[order] ANSERIFORMES | [family] Anatidae | [latin] Cereopsis novaehollandiae | [authority] Latham, 1801 | [UK] Cape Barren Goose | [FR] Cereopse cendree | [DE] Huhnergans | [ES] Ganso Cenizo | [NL] Hoendergans
The Cape Barren Goose (Cereopsis novaehollandiae) is a large goose resident in southern Australia. The species is named for Cape Barren Island, where specimens were first sighted by European explorers. It is a most peculiar goose of uncertain affiliations (Sraml et al. 1996). It may either belong into the “true geese” and swan subfamily Anserinae or into the shelduck subfamily Tadorninae as distinct tribe Cereopsini, or be separated, possibly including the prehistorically extinct flightless New Zealand Geese of the genus Cnemiornis, in a distinct subfamily Cereopsinae. Indeed, the first bones of the New Zealand birds to be discovered were similar enough to those of the Cape Barren Goose to erroneously refer to them as “New Zealand Cape Barren Goose” (“Cereopsis” novaezeelandiae). The smaller population of Cape Barren Goose in Western Australia is described as a subspecies, Cereopsis novaehollandiae grisea, and named for the group of islands known as the Recherche Archipelago.
The Cape Barren goose is pale grey, with black markings near the tips of its wing feathers and tail. It has pink legs and black feet. Its most striking feature is the bright greenish yellow cere on its short black bill.
Listen to the sound of Cape Barren Goose
[audio:http://www.planetofbirds.com/MASTER/ANSERIFORMES/Anatidae/sounds/Cape Barren Goose.mp3]
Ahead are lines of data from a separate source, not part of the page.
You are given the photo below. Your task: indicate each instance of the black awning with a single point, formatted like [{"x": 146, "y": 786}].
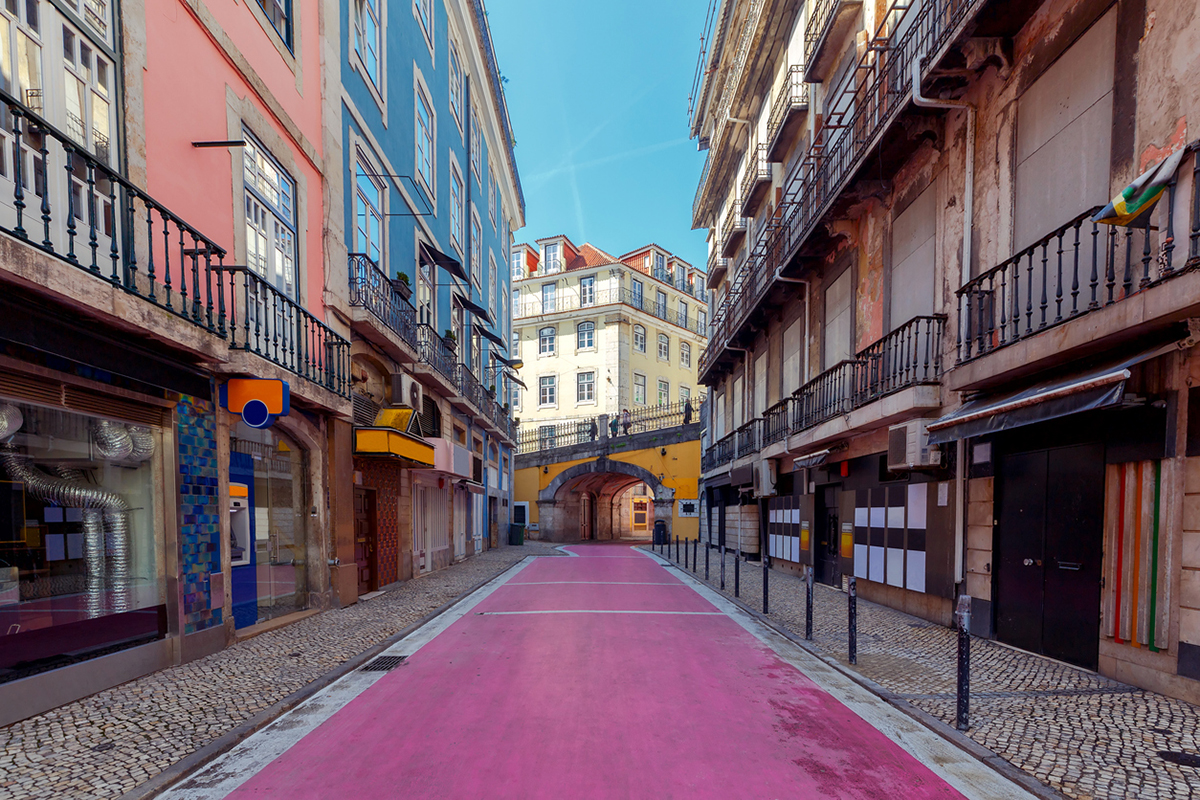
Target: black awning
[
  {"x": 475, "y": 308},
  {"x": 486, "y": 334},
  {"x": 431, "y": 254},
  {"x": 1049, "y": 400}
]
Copyright remark: Most sounds derived from xeno-canto
Australasia : South Australia. Cape Barren geese are found along the southern coast of Australia from the islands of the Recherche Archipelago in Western Australia, Kangaroo Island and the Sir Joseph Banks Islands of South Australia, the Victorian coastal islands around Wilsons Promontory, and the islands of Bass Strait including the Hogan, Kent, Curtis and Furneaux Groups. A small population is to be found at Cape Portland in Tasmania, and birds have been introduced to Maria Island off Tasmania?s southeast coast and the Hunter group of islands off northwest Tasmania.
Cape Barren geese live mostly on small, windswept and generally uninhabited offshore islands, but venture to adjacent mainland farming areas in search of food in summer. Their ability to drink salt or brackish water allows numbers of geese to remain on offshore islands all year round.
Geese lay eggs in nests in the tussocks found in the open grassland areas in which they live. Each pair of geese establishes a territory in autumn, prepares a nest site and defends it noisily and determinedly against other geese. About five eggs are laid and the eggs take about a month to hatch. The goslings develop rapidly during the winter, and by the end of spring are able to fly, fledging takes about 75 days. At this time they join the flocks of non-breeding geese which have also spent the winter on the breeding island. By early summer, the breeding islands dry off and grass ceases to grow. There is generally sufficient feed for the breeding birds to survive the summer, but the non-breeding geese generally leave these small islands and move to larger islands nearby mainland areas where they feed on improved pasture. When the autumn rains come the flocks return to the breeding islands.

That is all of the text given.